The final project results consists of two products - a poster and a short paper. We strongly encourage you to submit this poster to the GIS poster exhibit in May 2010.

Important: Please upload your digital files for your poster (PDF format) and short paper (Word or PDF) to your Student Work Zone site on our wiki.

Project Poster (20 points)

Format: Hard copy mounted poster, put in GIS lab AND PDF uploaded to your Student Work Zone.

The project poster should be a concise summary of project results, major techniques, or conclusions. Think of your audience as people without GIS skills who are interested in understanding either your results or the general principles/issues/methods involved in your project.

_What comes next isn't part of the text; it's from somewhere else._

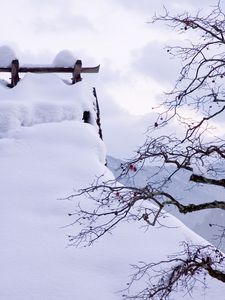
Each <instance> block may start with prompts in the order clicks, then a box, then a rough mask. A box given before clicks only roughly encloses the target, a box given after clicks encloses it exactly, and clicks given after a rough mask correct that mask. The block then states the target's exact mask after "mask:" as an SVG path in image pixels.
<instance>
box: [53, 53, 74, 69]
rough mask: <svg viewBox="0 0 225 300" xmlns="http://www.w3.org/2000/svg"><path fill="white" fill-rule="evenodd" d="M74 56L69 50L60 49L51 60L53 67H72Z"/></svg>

Note that in the poster, visuals will be very important. Your maps and other visuals should be very clear and coherent, with all the information readily understandable to a viewer. All standard map/table requirements apply - titles, legends, source citations (agency, year), clear legends, etc. Clarity of the visual materials will be an important part of the grading.

Format: hard copy AND PDF. You must create a PDF of your poster for plotting.  For instructions, see the GIS Poster Design Guidance - please follow those instructions carefully. You will give your PDF to a lab assistant for plotting, and he/she will also digitally archive your PDF for you. Mount your paper poster on foam board and turn it in by hand to the instructor, TA or lab assistant in the lab.  Please upload your PDF and paper to the Student Work Zone section of the wiki. Do NOT submit a publisher file, only the PDF!

Short Paper (10 points)

Format: text document or PDF. Place in the Student Work Zone along with your Poster PDF.

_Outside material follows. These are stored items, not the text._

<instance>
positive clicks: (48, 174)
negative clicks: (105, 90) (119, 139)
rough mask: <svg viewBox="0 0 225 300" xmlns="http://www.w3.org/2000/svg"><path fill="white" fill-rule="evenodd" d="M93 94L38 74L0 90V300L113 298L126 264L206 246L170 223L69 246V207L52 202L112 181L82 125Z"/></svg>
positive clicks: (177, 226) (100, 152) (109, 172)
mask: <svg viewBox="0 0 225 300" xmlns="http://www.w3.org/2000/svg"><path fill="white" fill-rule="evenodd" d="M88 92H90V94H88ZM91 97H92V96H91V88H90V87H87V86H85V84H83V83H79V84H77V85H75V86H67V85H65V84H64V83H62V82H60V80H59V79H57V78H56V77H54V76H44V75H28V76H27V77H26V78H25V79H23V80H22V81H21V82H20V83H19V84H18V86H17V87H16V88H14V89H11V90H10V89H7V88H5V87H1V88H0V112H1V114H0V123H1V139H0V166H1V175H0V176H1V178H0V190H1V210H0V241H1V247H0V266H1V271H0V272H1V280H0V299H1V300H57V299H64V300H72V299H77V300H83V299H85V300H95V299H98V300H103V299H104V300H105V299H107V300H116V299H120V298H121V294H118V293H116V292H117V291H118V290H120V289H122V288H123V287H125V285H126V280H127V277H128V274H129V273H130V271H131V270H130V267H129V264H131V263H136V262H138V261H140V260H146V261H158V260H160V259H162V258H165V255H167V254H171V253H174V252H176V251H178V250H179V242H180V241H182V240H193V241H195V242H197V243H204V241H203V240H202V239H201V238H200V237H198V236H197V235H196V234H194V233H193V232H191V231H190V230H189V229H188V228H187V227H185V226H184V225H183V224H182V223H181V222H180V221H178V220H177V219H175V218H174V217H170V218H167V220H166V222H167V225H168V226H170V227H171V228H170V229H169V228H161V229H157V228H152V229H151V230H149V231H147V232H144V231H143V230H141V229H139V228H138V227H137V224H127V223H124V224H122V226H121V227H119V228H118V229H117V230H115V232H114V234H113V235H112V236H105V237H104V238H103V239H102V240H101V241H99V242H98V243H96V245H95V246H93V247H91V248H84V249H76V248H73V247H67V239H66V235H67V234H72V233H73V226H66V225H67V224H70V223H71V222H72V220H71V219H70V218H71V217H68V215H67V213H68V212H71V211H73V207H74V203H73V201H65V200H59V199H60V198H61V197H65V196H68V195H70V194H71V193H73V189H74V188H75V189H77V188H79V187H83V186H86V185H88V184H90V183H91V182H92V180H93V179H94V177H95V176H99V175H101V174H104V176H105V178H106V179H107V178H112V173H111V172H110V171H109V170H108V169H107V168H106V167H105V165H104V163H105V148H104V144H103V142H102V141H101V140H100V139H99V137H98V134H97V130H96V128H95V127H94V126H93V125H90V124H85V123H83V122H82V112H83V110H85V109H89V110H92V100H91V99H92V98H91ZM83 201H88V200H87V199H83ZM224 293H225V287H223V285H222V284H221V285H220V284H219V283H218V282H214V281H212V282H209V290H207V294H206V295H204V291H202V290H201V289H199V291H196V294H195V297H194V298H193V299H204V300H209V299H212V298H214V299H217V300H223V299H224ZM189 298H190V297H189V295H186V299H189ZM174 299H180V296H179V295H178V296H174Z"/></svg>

The goal of the short paper is to for you to more fully discuss the data and analysis issues of your project. Your audience is your instructor and also future students who may be interested in similar analyses. I would like to take away from your paper a good understanding of what you did and also be able to pass on your experiences and tips to next year's class. I am anticipating that the length will be somewhere between 4-6 pages,  excluding additional project maps. You may use tables where appropriate. You can use the materials directly from previous assignments (e.g., your Project Description and Project Steps assignment) as appropriate in this one - the idea is that the assignments build into this final paper. For example, if you had a good set of annotated articles in your Project Description assignment, you can copy and paste them into this paper.

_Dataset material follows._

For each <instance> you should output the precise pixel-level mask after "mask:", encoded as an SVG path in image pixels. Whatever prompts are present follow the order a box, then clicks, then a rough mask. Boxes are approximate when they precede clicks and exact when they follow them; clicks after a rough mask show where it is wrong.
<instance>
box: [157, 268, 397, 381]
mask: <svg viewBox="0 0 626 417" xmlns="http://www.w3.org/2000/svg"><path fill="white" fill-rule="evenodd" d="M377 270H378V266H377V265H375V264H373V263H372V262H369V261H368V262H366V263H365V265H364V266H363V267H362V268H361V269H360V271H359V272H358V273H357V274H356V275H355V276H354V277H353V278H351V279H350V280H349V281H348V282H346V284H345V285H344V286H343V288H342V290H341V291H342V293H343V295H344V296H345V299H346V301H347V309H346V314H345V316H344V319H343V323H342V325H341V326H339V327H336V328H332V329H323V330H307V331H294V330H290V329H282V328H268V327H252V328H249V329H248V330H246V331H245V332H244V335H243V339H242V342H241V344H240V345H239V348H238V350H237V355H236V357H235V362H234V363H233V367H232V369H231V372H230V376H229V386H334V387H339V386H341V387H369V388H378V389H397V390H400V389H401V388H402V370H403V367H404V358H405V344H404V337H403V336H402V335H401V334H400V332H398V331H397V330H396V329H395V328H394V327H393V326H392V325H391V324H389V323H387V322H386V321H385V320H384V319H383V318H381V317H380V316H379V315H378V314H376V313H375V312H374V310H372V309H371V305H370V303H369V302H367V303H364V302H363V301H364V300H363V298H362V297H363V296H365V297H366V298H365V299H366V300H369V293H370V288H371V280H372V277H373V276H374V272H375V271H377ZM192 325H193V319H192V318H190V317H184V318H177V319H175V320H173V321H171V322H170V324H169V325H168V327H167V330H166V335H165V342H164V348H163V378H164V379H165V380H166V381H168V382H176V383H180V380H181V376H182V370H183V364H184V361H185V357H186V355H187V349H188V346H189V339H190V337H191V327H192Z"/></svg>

The paper should include the following, in any order you deem appropriate: 

  • Brief description of your project, including in particular the key questions relating to spatial relationships, patterns, etc. (i.e., those factors for which spatial analysis is necessary or helpful)
  • Data sources - detailed information about where you obtained the data (agency name, web site if applicable, and link to online metadata if available, format (vector, raster, KML, table, scanned map), year which the data represents (not year of publication).
  • List of major steps in data preparation and analysis
  • Difficulties encountered, successful work-arounds, warnings, etc. (in relation to data sources, methods, computer issues)
  • Concluding thoughts on how well you think your approach worked (be honest!), and suggestions for modifications, further work and/or tips for others working with similar issues
  • Annotated of citations of peer-reviewed research and other projects that have influenced the  approach, data sets, and/or methods used in your project. These are very helpful to me and future students. Briefly discuss how these articles influenced your thinking. Do not just copy the abstract. You must have at least four citations and at least two must be peer-reviewed. You must also provide complete, proper citation to each source. See Liz Panella's final GIS project paper as an example.
  • Include graphics as appropriate to illustrate your steps, results, major problems (not your final poster graphics)
  • You may include additional project maps that did not make it into your poster if you would like me to see what else you did. Like the poster maps, these should adhere to standard requirements - titles, legends, source citations, clear legends, etc.